Merrimack Valley High School to get rid of valedictorian, salutatorian designations
The speeches given by class valedictorian and salutatorian at next Saturday’s graduation will be among the last delivered by students bearing the designations at Merrimack Valley High School.
The school board approved a policy this week to replace valedictorian, salutatorian and top 10 designations with three levels of academic honor, in a move that follows several New Hampshire districts. The school currently recognizes 10 students at graduation for academic honors.
Instead, students will be recognized for cum laude, magna cum laude and summa cum laude based on grade-point average. Bow, Bedford and Hollis-Brookline high schools have switched from a class rank structure, and Kearsarge Regional School District may consider changing a tradition that some say has placed the emphasis on rank instead of learning. The change will be included in next year’s student handbook and will go into effect for current sophomores.
“We feel that this is really for the school to set the bar and say, ‘Hey, this is what an honors achievement looks like,’ ” Merrimack Valley High School Principal Michael Jette said during a meeting yesterday. “This is designed so that instead of having the top 10 students recognized at graduation, we would recognize everybody who achieves a cumulative GPA.”
The distinctions are a tradition, and top students could feel getting rid of the valedictorian, salutatorian and top 10 designations takes something away from them. “I believe we can have both,” said Lorrie Carey, a Boscawen resident and Merrimack Valley School Board member. “I just feel that kids compete against each other, and when everybody is the winner and nobody is the top dog it takes away from the competitive edge that exists in life.”
Supporters say using the three levels of academic honor favored in higher education will allow recognition for all students with sustained academic success.
“There is all sorts of finger-pointing and excuse-making that goes on, relative to how it all turns out,” Jette said. “I think this eliminates that because it is competition against yourself.”
This year, 17 Merrimack Valley students would have graduated with honors, 12 with great honors and six with greatest honors. All of those students would be recognized at graduation with the new policy, Jette said.

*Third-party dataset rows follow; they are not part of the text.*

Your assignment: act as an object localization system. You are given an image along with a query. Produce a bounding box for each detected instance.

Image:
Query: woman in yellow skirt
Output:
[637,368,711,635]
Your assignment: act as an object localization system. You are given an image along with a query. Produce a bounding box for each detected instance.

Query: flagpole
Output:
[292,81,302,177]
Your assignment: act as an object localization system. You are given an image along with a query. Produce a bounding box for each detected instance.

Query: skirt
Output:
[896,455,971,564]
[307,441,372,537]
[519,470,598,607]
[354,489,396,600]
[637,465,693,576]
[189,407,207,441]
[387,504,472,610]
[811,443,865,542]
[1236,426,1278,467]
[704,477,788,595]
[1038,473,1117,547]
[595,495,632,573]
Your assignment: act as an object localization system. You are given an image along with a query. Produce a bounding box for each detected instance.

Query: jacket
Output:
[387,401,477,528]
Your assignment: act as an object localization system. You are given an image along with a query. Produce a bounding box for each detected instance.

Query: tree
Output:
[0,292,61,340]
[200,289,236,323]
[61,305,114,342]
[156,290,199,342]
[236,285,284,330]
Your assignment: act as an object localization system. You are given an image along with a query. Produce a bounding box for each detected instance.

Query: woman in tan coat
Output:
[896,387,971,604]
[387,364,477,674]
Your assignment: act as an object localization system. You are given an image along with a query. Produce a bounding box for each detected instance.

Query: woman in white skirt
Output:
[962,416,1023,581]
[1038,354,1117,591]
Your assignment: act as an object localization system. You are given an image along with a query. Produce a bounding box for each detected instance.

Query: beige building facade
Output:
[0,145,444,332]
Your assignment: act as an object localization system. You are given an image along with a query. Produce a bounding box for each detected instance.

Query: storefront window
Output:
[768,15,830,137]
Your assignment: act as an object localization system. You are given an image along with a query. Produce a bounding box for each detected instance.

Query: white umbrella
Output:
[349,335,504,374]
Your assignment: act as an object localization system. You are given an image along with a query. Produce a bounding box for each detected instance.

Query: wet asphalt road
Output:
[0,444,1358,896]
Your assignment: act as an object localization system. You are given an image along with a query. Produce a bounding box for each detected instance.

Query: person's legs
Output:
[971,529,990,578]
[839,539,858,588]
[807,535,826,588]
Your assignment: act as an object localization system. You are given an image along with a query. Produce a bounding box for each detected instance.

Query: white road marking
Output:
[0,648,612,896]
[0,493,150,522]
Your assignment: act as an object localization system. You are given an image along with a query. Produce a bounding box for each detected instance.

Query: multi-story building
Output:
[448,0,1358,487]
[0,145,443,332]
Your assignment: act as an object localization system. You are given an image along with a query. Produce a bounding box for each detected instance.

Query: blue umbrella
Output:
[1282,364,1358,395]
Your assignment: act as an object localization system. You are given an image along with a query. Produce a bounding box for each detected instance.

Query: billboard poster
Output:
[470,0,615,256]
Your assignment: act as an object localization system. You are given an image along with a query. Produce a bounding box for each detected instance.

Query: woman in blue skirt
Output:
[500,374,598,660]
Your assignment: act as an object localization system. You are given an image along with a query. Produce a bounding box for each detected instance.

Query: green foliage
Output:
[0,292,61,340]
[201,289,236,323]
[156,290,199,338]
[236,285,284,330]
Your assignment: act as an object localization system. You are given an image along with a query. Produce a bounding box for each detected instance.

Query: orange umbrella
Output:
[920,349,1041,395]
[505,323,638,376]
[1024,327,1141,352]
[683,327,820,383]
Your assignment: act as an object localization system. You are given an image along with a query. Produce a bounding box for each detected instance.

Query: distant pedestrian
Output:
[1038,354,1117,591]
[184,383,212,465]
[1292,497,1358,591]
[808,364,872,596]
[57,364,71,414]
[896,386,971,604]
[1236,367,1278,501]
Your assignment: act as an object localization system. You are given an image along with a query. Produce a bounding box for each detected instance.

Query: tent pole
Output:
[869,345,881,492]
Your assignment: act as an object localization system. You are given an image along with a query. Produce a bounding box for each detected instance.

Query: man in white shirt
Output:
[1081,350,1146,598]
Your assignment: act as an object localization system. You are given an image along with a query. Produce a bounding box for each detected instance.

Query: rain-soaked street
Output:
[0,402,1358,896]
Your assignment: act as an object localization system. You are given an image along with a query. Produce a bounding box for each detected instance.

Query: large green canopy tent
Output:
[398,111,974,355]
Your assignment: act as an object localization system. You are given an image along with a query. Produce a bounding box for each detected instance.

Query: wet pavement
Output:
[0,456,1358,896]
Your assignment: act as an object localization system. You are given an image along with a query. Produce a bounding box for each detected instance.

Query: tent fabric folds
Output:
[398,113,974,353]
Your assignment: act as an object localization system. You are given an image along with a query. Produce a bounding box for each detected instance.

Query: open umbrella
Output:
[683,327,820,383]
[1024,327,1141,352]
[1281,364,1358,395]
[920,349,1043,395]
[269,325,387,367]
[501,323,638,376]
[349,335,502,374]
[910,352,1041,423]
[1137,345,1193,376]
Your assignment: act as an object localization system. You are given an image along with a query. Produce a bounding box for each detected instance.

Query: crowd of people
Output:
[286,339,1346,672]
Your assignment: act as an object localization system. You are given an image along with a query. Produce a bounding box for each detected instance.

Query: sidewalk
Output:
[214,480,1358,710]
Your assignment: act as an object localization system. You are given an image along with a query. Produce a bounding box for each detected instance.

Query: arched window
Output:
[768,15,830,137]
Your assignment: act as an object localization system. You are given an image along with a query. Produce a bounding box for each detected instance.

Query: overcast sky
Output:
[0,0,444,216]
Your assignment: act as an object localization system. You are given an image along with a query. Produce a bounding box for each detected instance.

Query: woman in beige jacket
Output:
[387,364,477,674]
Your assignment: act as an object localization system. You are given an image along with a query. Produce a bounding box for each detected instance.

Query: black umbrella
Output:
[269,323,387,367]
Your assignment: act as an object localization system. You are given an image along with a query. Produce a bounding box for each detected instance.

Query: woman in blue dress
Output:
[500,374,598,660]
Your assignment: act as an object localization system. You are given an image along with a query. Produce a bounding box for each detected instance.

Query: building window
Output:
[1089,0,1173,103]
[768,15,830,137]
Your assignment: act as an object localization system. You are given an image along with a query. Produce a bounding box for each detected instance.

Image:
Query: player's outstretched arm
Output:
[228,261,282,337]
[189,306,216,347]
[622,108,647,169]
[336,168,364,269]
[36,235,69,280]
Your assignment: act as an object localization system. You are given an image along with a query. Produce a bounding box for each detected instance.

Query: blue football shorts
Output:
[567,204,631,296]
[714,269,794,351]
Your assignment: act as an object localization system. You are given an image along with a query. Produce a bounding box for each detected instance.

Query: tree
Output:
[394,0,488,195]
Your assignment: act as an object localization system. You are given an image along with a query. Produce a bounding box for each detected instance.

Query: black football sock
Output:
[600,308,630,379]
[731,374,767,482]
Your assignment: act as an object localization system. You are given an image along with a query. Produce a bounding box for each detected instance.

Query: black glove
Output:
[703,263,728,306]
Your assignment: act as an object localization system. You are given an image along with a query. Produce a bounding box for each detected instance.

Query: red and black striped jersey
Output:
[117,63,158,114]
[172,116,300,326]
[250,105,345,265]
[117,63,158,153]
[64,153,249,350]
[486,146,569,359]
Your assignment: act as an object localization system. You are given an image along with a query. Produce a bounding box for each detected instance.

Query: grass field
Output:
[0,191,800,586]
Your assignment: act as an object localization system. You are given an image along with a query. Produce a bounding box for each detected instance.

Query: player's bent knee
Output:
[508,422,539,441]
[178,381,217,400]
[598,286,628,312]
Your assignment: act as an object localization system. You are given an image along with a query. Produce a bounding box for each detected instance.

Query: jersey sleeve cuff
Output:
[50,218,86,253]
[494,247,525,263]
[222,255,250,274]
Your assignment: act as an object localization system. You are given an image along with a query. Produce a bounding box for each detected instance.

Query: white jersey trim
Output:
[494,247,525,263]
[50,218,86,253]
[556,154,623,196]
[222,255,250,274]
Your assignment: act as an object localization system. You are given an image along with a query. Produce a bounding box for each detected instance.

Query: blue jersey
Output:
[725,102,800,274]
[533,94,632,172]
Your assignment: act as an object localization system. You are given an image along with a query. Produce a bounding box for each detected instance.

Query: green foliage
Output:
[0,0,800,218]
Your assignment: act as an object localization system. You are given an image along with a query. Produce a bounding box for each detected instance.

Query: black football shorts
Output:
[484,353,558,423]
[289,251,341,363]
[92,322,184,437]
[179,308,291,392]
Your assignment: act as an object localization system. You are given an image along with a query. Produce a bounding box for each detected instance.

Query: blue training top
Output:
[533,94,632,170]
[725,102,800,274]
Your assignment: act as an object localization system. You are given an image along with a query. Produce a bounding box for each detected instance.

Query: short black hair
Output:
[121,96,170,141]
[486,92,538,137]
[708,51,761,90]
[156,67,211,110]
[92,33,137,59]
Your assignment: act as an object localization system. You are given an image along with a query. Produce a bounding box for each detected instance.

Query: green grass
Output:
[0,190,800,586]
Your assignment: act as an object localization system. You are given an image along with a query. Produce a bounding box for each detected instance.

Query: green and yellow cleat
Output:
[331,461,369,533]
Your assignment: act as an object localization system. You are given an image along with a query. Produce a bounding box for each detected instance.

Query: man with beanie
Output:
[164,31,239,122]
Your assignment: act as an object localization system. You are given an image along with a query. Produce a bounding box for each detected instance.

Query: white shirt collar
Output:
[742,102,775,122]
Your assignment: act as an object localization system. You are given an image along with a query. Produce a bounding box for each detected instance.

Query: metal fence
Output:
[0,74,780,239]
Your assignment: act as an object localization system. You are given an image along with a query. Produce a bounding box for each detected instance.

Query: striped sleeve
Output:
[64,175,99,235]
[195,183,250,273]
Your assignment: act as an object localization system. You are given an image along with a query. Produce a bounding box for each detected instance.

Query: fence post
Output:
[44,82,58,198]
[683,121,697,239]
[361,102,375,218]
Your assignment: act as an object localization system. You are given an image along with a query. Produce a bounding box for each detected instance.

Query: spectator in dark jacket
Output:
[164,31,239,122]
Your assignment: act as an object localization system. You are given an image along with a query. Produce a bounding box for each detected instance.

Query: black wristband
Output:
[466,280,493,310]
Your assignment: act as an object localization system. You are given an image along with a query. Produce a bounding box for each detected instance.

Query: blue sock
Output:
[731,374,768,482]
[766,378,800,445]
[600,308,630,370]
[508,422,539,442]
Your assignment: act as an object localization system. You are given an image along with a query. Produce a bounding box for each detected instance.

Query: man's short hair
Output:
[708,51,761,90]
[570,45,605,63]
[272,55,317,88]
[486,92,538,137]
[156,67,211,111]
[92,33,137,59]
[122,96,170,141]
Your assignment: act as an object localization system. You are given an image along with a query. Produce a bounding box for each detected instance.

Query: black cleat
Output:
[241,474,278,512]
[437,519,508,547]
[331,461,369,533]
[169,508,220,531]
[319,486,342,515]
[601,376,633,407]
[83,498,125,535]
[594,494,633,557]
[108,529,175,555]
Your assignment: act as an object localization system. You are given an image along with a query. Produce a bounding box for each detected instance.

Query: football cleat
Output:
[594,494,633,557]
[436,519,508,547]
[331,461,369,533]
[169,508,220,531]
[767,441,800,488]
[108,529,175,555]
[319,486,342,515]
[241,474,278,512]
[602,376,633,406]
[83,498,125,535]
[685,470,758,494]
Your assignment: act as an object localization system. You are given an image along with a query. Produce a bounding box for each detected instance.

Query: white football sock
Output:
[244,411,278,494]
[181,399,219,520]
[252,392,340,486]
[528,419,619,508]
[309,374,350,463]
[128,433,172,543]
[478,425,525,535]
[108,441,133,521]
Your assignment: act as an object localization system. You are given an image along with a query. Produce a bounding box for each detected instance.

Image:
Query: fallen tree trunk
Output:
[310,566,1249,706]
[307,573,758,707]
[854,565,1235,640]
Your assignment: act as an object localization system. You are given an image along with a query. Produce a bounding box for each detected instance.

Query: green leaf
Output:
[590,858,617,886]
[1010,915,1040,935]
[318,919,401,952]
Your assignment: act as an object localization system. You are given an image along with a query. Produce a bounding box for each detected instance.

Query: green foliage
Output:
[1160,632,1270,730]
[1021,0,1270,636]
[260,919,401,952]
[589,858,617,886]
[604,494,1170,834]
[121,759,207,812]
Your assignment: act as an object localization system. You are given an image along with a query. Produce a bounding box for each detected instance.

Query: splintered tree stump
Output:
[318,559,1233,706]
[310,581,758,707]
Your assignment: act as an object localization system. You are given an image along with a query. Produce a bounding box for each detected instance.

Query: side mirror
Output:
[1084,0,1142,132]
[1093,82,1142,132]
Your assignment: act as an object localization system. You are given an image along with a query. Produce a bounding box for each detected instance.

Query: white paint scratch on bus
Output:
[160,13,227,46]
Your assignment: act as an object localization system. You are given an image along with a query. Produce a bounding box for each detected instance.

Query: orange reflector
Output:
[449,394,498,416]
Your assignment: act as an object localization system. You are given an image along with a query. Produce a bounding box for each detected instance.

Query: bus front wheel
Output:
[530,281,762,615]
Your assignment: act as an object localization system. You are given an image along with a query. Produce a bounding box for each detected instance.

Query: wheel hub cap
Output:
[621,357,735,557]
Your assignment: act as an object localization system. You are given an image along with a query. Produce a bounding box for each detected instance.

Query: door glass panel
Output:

In Merrimack Valley, the new policy changes how graduation speakers are chosen. Traditionally, the top two students by rank give speeches. Under the new format, students who graduated magna cum laude or summa cum laude would give speeches to a graduation committee that would select two speakers.
At Kearsarge Regional High School, discussions about ditching the class rank system have been led by Principal Jim Davies. He’s collected data for five years at the school as discussions continue. In the last five years, the range of students who would have graduated summa cum laude was between eight and 13, he said. In one graduating class, the 10th-ranked student’s GPA was less than a tenth of a percentage point lower than the valedictorian’s.
“The focus should be on learning and not class rank. When class rank becomes more important than learning, I think there is a problem,” Davies said.
In class rank systems, students who get a B freshman year are eliminated from valedictorian contention, and Davies said some students have avoided some classes because they are worried about the effect on their class rank.
“Our students are competitive by nature. I really don’t believe class rank makes them more competitive. They have that grit. It’s inherent in them. I really don’t think the class rank gives them more grit,” he said. “I’d much rather set a high bar and see students have the opportunity to achieve that.”
In most districts, GPA is the only factor in determining class rank.
“It’s usually a, ‘Yeah, but. They didn’t take an AP course. They didn’t do this,’ ” Jette said. “We had a (potential) valedictorian who couldn’t tie his shoelaces and his only non-A was in PE. They said he could have been valedictorian if he did better in PE.”